What is so bad about virtual environments? I found them to be really nice and useful when I developed in Python over about 5-ish years. It was really nice being able to have separate clean environments for installing libraries and executing things.

Granted, I only used Python as a solo developer, so if there are shortcomings that emerge when working with other developers, then I would not be aware of them....

Edit: also, performance is a bit more of a subtle topic. For numerical logic, Python actually is (probably) much better than a lot of its competitors thanks to numpy and numexpr. For conditional logic, I would agree that it's not the best, but when you consider developer velocity, it's a clearly worthwhile tradeoff since frameworks like Django are so popular.
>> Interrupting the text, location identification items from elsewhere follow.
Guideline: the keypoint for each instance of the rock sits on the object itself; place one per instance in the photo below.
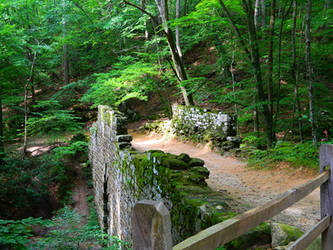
(173, 163)
(201, 170)
(123, 145)
(278, 235)
(124, 138)
(196, 162)
(283, 234)
(227, 145)
(184, 157)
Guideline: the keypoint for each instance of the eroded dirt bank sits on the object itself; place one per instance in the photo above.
(247, 186)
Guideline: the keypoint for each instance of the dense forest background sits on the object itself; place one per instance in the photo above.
(268, 61)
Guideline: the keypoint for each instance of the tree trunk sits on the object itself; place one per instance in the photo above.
(143, 6)
(255, 59)
(283, 14)
(177, 60)
(177, 29)
(256, 13)
(24, 153)
(65, 47)
(270, 58)
(2, 147)
(309, 73)
(294, 73)
(263, 13)
(31, 82)
(234, 87)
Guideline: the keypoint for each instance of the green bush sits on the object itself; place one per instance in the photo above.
(51, 118)
(67, 232)
(15, 234)
(297, 154)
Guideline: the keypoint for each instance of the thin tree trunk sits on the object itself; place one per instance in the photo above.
(234, 87)
(255, 59)
(25, 120)
(309, 73)
(177, 60)
(263, 13)
(294, 73)
(270, 58)
(29, 81)
(65, 47)
(2, 147)
(177, 29)
(143, 6)
(256, 13)
(283, 14)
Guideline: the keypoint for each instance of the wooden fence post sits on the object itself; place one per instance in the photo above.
(326, 193)
(151, 226)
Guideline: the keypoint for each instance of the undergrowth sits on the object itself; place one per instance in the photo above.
(296, 154)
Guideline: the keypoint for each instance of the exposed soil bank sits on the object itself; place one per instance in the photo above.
(250, 187)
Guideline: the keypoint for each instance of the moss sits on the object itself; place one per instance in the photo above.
(259, 235)
(184, 157)
(201, 170)
(173, 163)
(292, 233)
(194, 162)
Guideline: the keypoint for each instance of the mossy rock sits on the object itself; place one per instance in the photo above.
(260, 235)
(196, 162)
(283, 234)
(184, 157)
(187, 189)
(197, 179)
(173, 163)
(79, 137)
(201, 170)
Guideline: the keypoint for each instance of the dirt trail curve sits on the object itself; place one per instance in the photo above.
(247, 186)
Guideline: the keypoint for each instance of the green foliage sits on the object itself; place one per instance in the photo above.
(126, 82)
(15, 234)
(23, 184)
(297, 154)
(52, 119)
(68, 232)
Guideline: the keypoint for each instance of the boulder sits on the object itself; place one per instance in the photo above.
(124, 138)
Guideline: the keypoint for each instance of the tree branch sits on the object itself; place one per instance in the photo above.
(142, 10)
(234, 27)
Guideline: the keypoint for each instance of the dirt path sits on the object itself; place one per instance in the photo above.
(247, 186)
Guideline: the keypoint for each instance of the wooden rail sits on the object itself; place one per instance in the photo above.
(223, 232)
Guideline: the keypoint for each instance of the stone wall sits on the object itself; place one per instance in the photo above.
(206, 125)
(122, 176)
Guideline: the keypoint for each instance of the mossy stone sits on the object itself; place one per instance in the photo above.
(283, 234)
(173, 163)
(201, 170)
(195, 162)
(184, 157)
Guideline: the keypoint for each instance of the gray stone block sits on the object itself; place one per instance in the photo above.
(124, 138)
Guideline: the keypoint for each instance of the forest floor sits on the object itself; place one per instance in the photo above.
(249, 187)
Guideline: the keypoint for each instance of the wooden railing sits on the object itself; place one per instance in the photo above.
(151, 226)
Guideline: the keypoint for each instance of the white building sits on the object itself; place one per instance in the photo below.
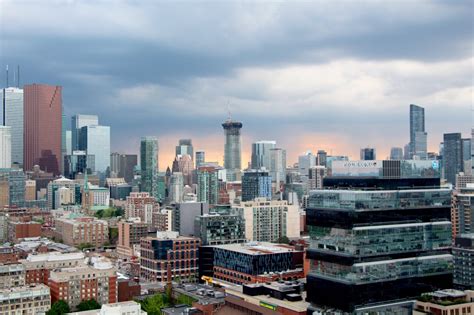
(5, 147)
(268, 220)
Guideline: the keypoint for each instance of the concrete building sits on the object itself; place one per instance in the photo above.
(97, 280)
(463, 253)
(120, 308)
(169, 257)
(368, 154)
(256, 262)
(83, 230)
(316, 176)
(12, 275)
(38, 266)
(207, 183)
(95, 140)
(217, 228)
(452, 156)
(269, 220)
(5, 147)
(418, 136)
(176, 187)
(256, 184)
(462, 210)
(123, 165)
(27, 300)
(129, 234)
(42, 127)
(377, 246)
(77, 122)
(232, 149)
(141, 205)
(149, 165)
(445, 302)
(11, 115)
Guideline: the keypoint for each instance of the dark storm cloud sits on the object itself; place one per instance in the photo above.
(98, 50)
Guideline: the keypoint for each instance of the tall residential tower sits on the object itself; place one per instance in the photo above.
(232, 149)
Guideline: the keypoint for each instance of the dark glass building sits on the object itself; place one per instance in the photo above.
(256, 184)
(377, 240)
(452, 156)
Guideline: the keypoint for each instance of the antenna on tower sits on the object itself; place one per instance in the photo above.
(229, 116)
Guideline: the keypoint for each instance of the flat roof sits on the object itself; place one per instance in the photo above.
(257, 248)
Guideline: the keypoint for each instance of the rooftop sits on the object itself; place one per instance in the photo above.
(257, 248)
[–] vithigar@lemmy.ca 5 points 3 days ago (1 children)

What is so bad about virtual environments?

They're a solution to a self-inflicted problem. They're only "really nice and useful" if you accept that having your projects stomp all over each others' libraries and environments is normal.

If projects were self-contained from the outset then you wouldn't need an additional tool to make them so.

[–] eager_eagle@lemmy.world 1 points 2 days ago

thankfully Python seems to be moving away from the "activating your venv" nonsense. If you use poetry or uv, you don't necessarily need to "activate" it before running your code; though a lot of people still try to do it because of learning inertia I guess.